Thanksgiving can be one of the most difficult and lonely times of the year with the exception of Christmas.
I know for so many, the Holiday season can be very difficult. There are so many reasons why and they are different for each and every person. This year I missed calling and chatting with my dad on Thanksgiving being at 88 yrs old, he passed away this past summer. He was always entertaining, encouraging and caring. I missed calling him.
My first memory of a very difficult Thanksgiving was when I was first separated, kids grown living in other states and knowing I was all alone. That year I resolved to not get depressed, not be sad although very tough and to enjoy my day. How did I do that? I cooked myself a really good dinner, set the table and sat down to feast with with delightful pleasure.
That has been my practice on those years I was alone. There have been times I have been invited to others homes for Thanksgiving or Christmas. The only invite I accept was from a family I adored. Little did I know the grandma was a 101 question gal and after that few hours of having to talk about myself, I opted out of joining any family again. A WORD OF ADVISE: Do not over do it on the questions to those you invite over... Just let them enjoy your family and feast.
For me, going through a divorce in 2008, I have found myself alone on many a holiday. On my Facebook memory feed, I found this post from 2011:
'For many, Thanksgiving is a blessing. For others, it is difficult to dig up what they are thankful for... Life is difficult. Planet Earth is a foreign place. Those of us destined for Heaven understand that. As I read everyone's posting, I can feel lonely for my children and their children... or, I can be thankful they are in my life at all. I will choose to be thankful they are in my life...
Divorce is a tragedy. It alters realities, It forever changes lives. I know mine is altered and changed due to divorce...But, thank the Lord...I have the Holy Spirit to comfort me in these time of loneliness...
My greatest pleasure is the smile on my grand kids faces and the pride in my children's faces as they watch the talents of their own children.
Being separated at Thanksgiving is difficult as I try not to sit in that place of loneliness: Thank you Lord! Thank you Lord for your gift of Cheri, Crystal and David...and all their offspring that have blessed the world... Absolutely beautiful children and I love them all.
I am Thankful for YOU...who is reading this posting...that means you care about me... Priceless!
Happy Thanksgiving Everyone... May the Lord bless you!'
Having grown adult children raising children as I do not like to intrude. I am fortunate that my daughter Crystal values the time she spends with me and her kids.
I cooked breakfast for the boys, dinner for the family, did a few art projects and we played at the beach which is just blocks from my house.
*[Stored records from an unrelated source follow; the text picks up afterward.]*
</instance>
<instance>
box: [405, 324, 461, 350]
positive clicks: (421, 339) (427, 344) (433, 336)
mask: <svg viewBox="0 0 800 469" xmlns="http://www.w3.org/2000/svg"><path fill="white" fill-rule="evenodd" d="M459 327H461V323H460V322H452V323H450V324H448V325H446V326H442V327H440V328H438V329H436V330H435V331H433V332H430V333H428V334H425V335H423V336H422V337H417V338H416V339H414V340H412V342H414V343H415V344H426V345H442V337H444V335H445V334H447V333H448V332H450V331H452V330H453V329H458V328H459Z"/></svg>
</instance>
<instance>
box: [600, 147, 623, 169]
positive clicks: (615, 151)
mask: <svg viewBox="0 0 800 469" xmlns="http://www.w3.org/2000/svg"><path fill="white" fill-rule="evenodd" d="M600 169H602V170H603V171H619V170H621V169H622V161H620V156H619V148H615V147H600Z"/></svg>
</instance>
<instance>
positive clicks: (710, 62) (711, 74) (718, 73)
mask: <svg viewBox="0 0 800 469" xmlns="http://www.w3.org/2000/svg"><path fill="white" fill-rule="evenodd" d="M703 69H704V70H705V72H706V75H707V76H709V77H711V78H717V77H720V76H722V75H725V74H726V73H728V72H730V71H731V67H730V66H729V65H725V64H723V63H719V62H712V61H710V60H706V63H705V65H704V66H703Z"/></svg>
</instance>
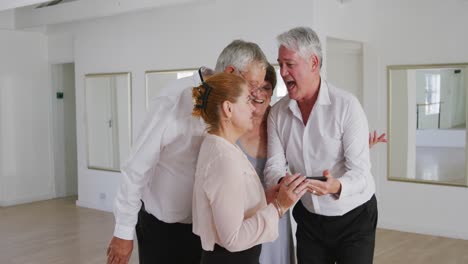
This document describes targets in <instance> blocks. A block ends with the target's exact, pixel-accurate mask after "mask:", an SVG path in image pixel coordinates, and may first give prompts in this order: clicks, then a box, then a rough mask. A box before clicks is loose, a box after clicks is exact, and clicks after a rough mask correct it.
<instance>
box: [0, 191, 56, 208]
mask: <svg viewBox="0 0 468 264" xmlns="http://www.w3.org/2000/svg"><path fill="white" fill-rule="evenodd" d="M53 198H55V195H54V194H53V193H47V194H41V195H33V196H29V197H21V198H17V199H12V200H6V201H0V206H1V207H5V206H13V205H19V204H26V203H32V202H39V201H44V200H50V199H53Z"/></svg>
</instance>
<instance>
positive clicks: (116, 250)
mask: <svg viewBox="0 0 468 264" xmlns="http://www.w3.org/2000/svg"><path fill="white" fill-rule="evenodd" d="M132 250H133V240H125V239H121V238H118V237H115V236H114V237H112V239H111V241H110V243H109V247H108V248H107V264H128V262H129V260H130V256H131V255H132Z"/></svg>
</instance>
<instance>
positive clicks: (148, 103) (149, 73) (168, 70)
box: [145, 68, 199, 111]
mask: <svg viewBox="0 0 468 264" xmlns="http://www.w3.org/2000/svg"><path fill="white" fill-rule="evenodd" d="M198 69H199V68H181V69H169V70H148V71H145V106H146V111H148V110H149V103H150V99H151V98H149V90H148V86H149V85H148V75H149V74H151V73H178V72H182V71H194V72H198ZM161 88H164V87H161Z"/></svg>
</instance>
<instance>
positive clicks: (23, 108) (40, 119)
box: [0, 31, 54, 205]
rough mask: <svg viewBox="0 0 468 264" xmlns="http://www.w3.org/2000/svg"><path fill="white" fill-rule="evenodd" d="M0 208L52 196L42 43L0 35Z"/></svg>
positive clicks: (13, 31)
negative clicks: (1, 179) (0, 186)
mask: <svg viewBox="0 0 468 264" xmlns="http://www.w3.org/2000/svg"><path fill="white" fill-rule="evenodd" d="M0 58H2V63H1V64H0V89H1V93H0V94H1V102H0V112H1V113H0V117H1V120H0V123H1V124H2V129H1V131H2V132H1V137H0V146H1V155H0V157H1V165H2V166H1V175H0V179H2V182H1V186H2V191H3V195H2V200H0V205H12V204H17V203H22V202H29V201H34V200H40V199H47V198H51V197H53V193H54V191H53V179H52V169H51V167H52V166H51V154H52V152H51V143H50V135H51V122H50V108H49V104H50V97H49V96H50V89H49V72H48V66H47V38H46V37H45V36H44V35H42V34H40V33H29V32H28V33H26V32H14V31H0Z"/></svg>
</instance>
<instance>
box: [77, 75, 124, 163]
mask: <svg viewBox="0 0 468 264" xmlns="http://www.w3.org/2000/svg"><path fill="white" fill-rule="evenodd" d="M113 75H127V77H128V88H127V92H128V108H127V111H128V137H129V138H128V142H129V143H130V146H129V149H131V146H132V145H133V140H132V138H133V136H132V131H133V129H132V128H133V124H132V73H131V72H109V73H88V74H85V75H84V77H83V81H84V100H83V101H84V112H85V113H84V115H85V124H84V128H85V135H86V166H87V168H88V169H91V170H102V171H110V172H120V168H119V169H114V168H106V167H100V166H91V165H90V162H89V157H90V155H89V150H90V148H89V140H88V138H89V135H88V133H89V132H88V109H87V108H86V78H89V77H106V76H113ZM129 154H130V153H129ZM121 162H122V161H121ZM120 165H122V164H120Z"/></svg>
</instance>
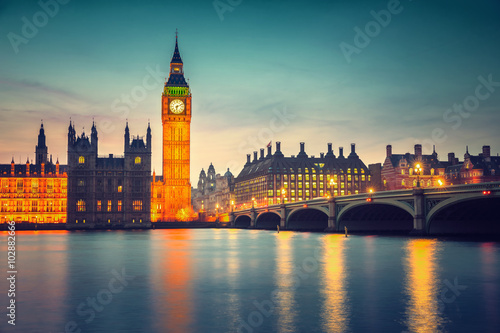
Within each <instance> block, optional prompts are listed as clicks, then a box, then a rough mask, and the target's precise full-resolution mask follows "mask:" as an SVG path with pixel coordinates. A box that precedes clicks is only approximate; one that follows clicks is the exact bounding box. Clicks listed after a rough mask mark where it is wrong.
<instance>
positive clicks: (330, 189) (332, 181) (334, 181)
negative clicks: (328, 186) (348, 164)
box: [330, 176, 337, 198]
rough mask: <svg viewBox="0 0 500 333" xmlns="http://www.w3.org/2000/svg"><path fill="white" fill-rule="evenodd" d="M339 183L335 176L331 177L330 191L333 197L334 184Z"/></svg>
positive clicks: (335, 184) (334, 193)
mask: <svg viewBox="0 0 500 333" xmlns="http://www.w3.org/2000/svg"><path fill="white" fill-rule="evenodd" d="M336 184H337V183H335V181H334V180H333V176H332V177H331V178H330V193H331V197H332V198H333V196H334V195H335V192H333V186H334V185H336Z"/></svg>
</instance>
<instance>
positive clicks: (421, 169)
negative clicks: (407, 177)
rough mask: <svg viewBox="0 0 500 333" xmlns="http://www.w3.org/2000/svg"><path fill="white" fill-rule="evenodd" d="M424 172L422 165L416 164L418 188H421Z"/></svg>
mask: <svg viewBox="0 0 500 333" xmlns="http://www.w3.org/2000/svg"><path fill="white" fill-rule="evenodd" d="M421 172H422V165H421V164H420V163H417V164H415V173H416V174H417V187H420V173H421Z"/></svg>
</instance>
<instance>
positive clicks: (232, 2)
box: [212, 0, 243, 22]
mask: <svg viewBox="0 0 500 333" xmlns="http://www.w3.org/2000/svg"><path fill="white" fill-rule="evenodd" d="M242 2H243V0H214V2H212V5H213V6H214V9H215V12H216V13H217V15H218V16H219V20H220V21H221V22H222V21H224V13H225V12H232V11H233V10H234V9H235V8H236V7H238V6H239V5H241V3H242Z"/></svg>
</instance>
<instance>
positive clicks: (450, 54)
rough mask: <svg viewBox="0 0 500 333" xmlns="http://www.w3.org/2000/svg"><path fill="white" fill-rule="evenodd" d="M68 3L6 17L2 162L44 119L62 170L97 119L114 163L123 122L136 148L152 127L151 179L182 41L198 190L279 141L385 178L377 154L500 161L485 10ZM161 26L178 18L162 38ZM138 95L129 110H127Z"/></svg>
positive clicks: (22, 143)
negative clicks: (176, 58) (68, 131)
mask: <svg viewBox="0 0 500 333" xmlns="http://www.w3.org/2000/svg"><path fill="white" fill-rule="evenodd" d="M62 2H63V1H61V3H59V2H58V3H57V4H58V5H57V8H56V7H54V6H53V4H54V3H55V2H51V1H47V2H45V4H48V3H50V4H52V6H53V7H50V6H49V7H46V6H45V9H44V7H43V6H40V5H39V4H37V3H35V2H33V3H28V4H17V3H14V2H12V3H4V4H3V7H2V8H1V11H0V13H1V14H0V15H1V16H0V17H1V19H2V21H3V22H4V24H2V28H1V30H0V33H1V34H2V35H3V36H5V37H4V38H3V39H2V41H1V42H0V49H1V50H2V54H4V55H5V57H4V64H5V66H2V68H1V69H0V76H1V80H0V98H1V99H2V101H3V103H2V106H1V111H2V112H1V113H0V117H1V125H0V126H1V128H0V131H1V133H2V134H1V135H0V144H1V145H2V147H3V148H2V151H0V160H1V161H3V162H2V163H8V162H10V159H11V158H12V156H14V157H15V162H16V163H18V162H19V158H20V160H21V163H24V162H25V160H26V155H29V157H30V158H34V154H33V152H34V146H35V144H36V135H37V133H38V129H39V126H40V119H43V120H44V126H45V130H46V135H47V146H48V147H49V154H52V155H53V158H54V161H55V160H56V158H59V161H60V162H61V163H62V164H65V163H66V150H67V147H66V138H67V126H68V124H69V119H70V118H71V119H72V120H73V121H74V122H75V124H76V130H77V134H81V132H82V128H83V127H85V129H86V132H87V133H89V132H90V127H91V125H92V118H93V117H94V119H95V122H96V125H97V129H98V131H99V141H100V146H99V151H100V153H101V154H110V153H112V154H119V155H121V154H122V153H123V141H122V140H123V134H124V132H123V129H124V127H125V122H126V119H128V121H129V126H130V130H131V134H132V135H135V134H137V133H139V134H143V133H144V132H145V129H146V128H147V123H148V119H149V120H150V121H151V128H152V136H153V163H152V167H153V169H155V171H156V173H157V174H159V173H160V172H161V171H160V170H161V118H160V117H161V92H162V89H163V85H164V83H165V82H164V78H166V77H167V76H168V66H169V63H170V58H171V55H172V52H173V49H174V45H175V30H176V29H177V28H178V29H179V48H180V53H181V55H182V58H183V60H184V64H185V73H186V77H187V78H190V79H191V80H190V86H191V89H192V92H193V121H192V139H191V143H192V149H191V156H192V158H191V182H192V185H193V184H194V182H196V180H197V176H198V174H199V172H200V171H201V169H202V168H205V169H206V168H207V167H208V165H209V164H210V162H212V163H213V164H214V166H215V167H216V170H217V171H218V172H220V173H224V172H225V170H226V168H227V167H229V168H230V169H231V171H232V172H233V173H234V174H235V176H237V174H238V172H239V171H240V170H241V169H242V167H243V164H244V163H245V161H246V154H250V153H252V152H253V151H255V150H258V149H259V148H264V147H265V146H266V145H267V144H268V142H269V141H273V142H275V141H281V142H282V151H283V153H284V154H285V155H286V156H289V155H296V154H297V153H298V151H299V142H305V143H306V152H307V153H308V154H310V155H319V153H320V152H326V144H327V143H328V142H332V143H333V144H334V149H335V151H336V154H337V152H338V147H339V146H343V147H344V149H348V148H349V146H350V143H356V144H357V146H356V150H357V152H358V155H359V156H360V157H361V158H363V160H364V161H365V162H366V163H367V164H368V163H382V162H383V160H384V157H385V146H386V145H387V144H392V146H393V147H394V149H395V150H398V151H402V150H404V151H411V149H412V147H413V145H414V144H416V143H422V144H423V146H424V147H423V148H424V153H430V152H431V151H432V144H435V145H436V150H437V152H438V154H440V158H441V159H446V154H447V153H448V152H451V151H453V152H455V153H456V155H457V157H460V158H461V159H462V158H463V153H465V146H466V145H469V151H470V152H471V153H472V154H477V153H479V152H480V151H481V147H482V146H483V145H491V148H492V155H497V154H498V152H499V151H500V148H499V147H498V146H495V139H498V134H497V130H498V125H497V124H498V121H499V120H500V115H499V114H498V112H495V111H497V108H498V107H497V106H498V104H499V102H500V92H498V91H497V89H498V87H499V86H500V83H497V82H500V73H499V72H498V66H496V61H495V59H498V56H499V55H500V47H499V43H498V39H499V37H500V33H499V31H500V29H498V28H499V25H500V24H499V23H498V22H496V21H495V15H494V13H495V10H496V11H498V9H499V5H498V4H497V3H494V2H493V1H491V2H488V1H484V2H482V3H480V4H477V5H476V6H475V7H474V8H469V7H467V3H466V2H447V3H441V4H425V3H419V2H410V1H401V2H394V1H380V2H376V3H368V2H356V3H355V4H350V5H349V6H347V5H342V4H339V3H333V4H329V3H324V2H321V1H318V2H314V3H313V4H311V5H310V6H307V7H306V6H304V5H303V4H301V3H287V6H283V5H280V4H279V2H274V1H262V2H259V3H252V4H250V3H246V2H239V4H237V5H233V6H229V5H228V3H227V2H223V1H221V2H219V3H225V4H226V6H229V7H230V8H231V9H228V8H229V7H224V6H222V7H217V8H216V6H214V3H212V2H207V3H204V2H199V3H197V4H196V3H191V4H183V5H180V4H176V5H172V4H168V3H160V2H155V1H150V2H147V3H146V5H144V6H141V7H135V6H133V5H132V2H126V3H124V5H123V6H120V7H119V8H118V7H116V6H114V5H113V4H117V3H107V4H97V3H96V2H89V3H85V4H82V3H78V2H69V3H68V4H62ZM233 3H234V4H236V3H237V2H233ZM451 3H453V4H454V7H453V8H451V7H447V6H446V5H447V4H451ZM120 4H121V2H120ZM47 8H48V9H47ZM56 9H57V10H56ZM445 11H446V12H445ZM39 12H42V13H45V16H43V15H42V14H38V13H39ZM166 13H169V14H170V13H175V14H171V15H170V16H171V19H172V20H167V23H165V22H164V21H163V17H164V16H169V15H168V14H166ZM190 13H191V14H190ZM193 13H196V15H194V14H193ZM387 13H389V16H387ZM443 13H446V16H444V15H441V14H443ZM465 13H467V21H466V22H462V19H463V18H464V17H465V16H464V15H465ZM50 14H53V15H50ZM424 14H425V15H424ZM384 15H386V16H384ZM44 17H47V20H46V21H47V22H46V23H45V24H41V23H44V22H43V19H44ZM261 17H262V18H261ZM422 17H425V18H427V19H428V20H429V22H427V23H428V24H426V25H425V26H424V25H423V23H422V22H421V21H420V19H421V18H422ZM23 18H26V20H27V21H28V22H29V23H31V24H33V22H35V21H37V20H39V22H38V21H37V22H38V23H40V24H39V27H37V28H36V30H37V32H36V33H35V32H33V31H32V35H33V36H32V37H29V36H26V34H23V26H24V25H26V24H27V23H26V20H24V19H23ZM273 18H274V19H273ZM40 20H41V21H40ZM261 21H262V22H261ZM257 22H258V23H261V24H257ZM373 22H375V23H373ZM89 23H92V24H91V25H89ZM28 25H29V24H28ZM377 27H378V30H377ZM357 28H360V29H361V31H364V33H363V32H361V33H359V31H360V30H358V29H357ZM367 29H368V30H367ZM370 29H375V30H370ZM28 30H29V29H28ZM24 32H27V30H26V29H25V31H24ZM367 33H368V34H367ZM14 34H15V36H14ZM28 35H29V34H28ZM363 35H365V36H368V35H371V36H372V37H370V36H368V39H369V41H368V39H367V38H366V37H363ZM28 37H29V38H28ZM19 38H21V39H19ZM23 38H24V41H27V42H26V43H25V42H20V41H21V40H23ZM363 38H365V39H364V42H365V43H364V44H366V45H364V44H363V43H362V42H363ZM16 43H17V44H16ZM16 51H17V52H16ZM159 72H161V73H159ZM160 74H161V75H160ZM488 82H489V83H488ZM478 87H481V88H478ZM499 90H500V89H499ZM143 92H145V94H143V95H141V93H143ZM134 93H135V96H136V100H134V99H133V97H132V100H130V98H131V97H128V98H127V96H132V95H133V94H134ZM471 103H472V104H471ZM459 104H465V108H462V109H460V107H458V108H457V107H454V105H459ZM468 109H471V110H470V111H467V110H468ZM448 110H450V111H448ZM283 114H286V116H283ZM387 129H391V130H390V131H388V130H387ZM445 137H446V138H445ZM12 143H15V144H12Z"/></svg>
These kids are my heartbeat. They are such good kids(with their moments) but great kiddos. Willie is almost 14 and a very good big brother to Nathaniel 7 and Bella 5 months. Nathaniel is learning what ii is to be a big brother to Bella, he is 7. It might take a little while.
This year I feel so blessed. I live in a nice house, family is near and I love where I live. Christmas is around the corner and I know this will be a good one with the kids here. Next year? Who knows. But for me right now, I feel blessed.
I have had some difficult holidays, but I have always made the best of them.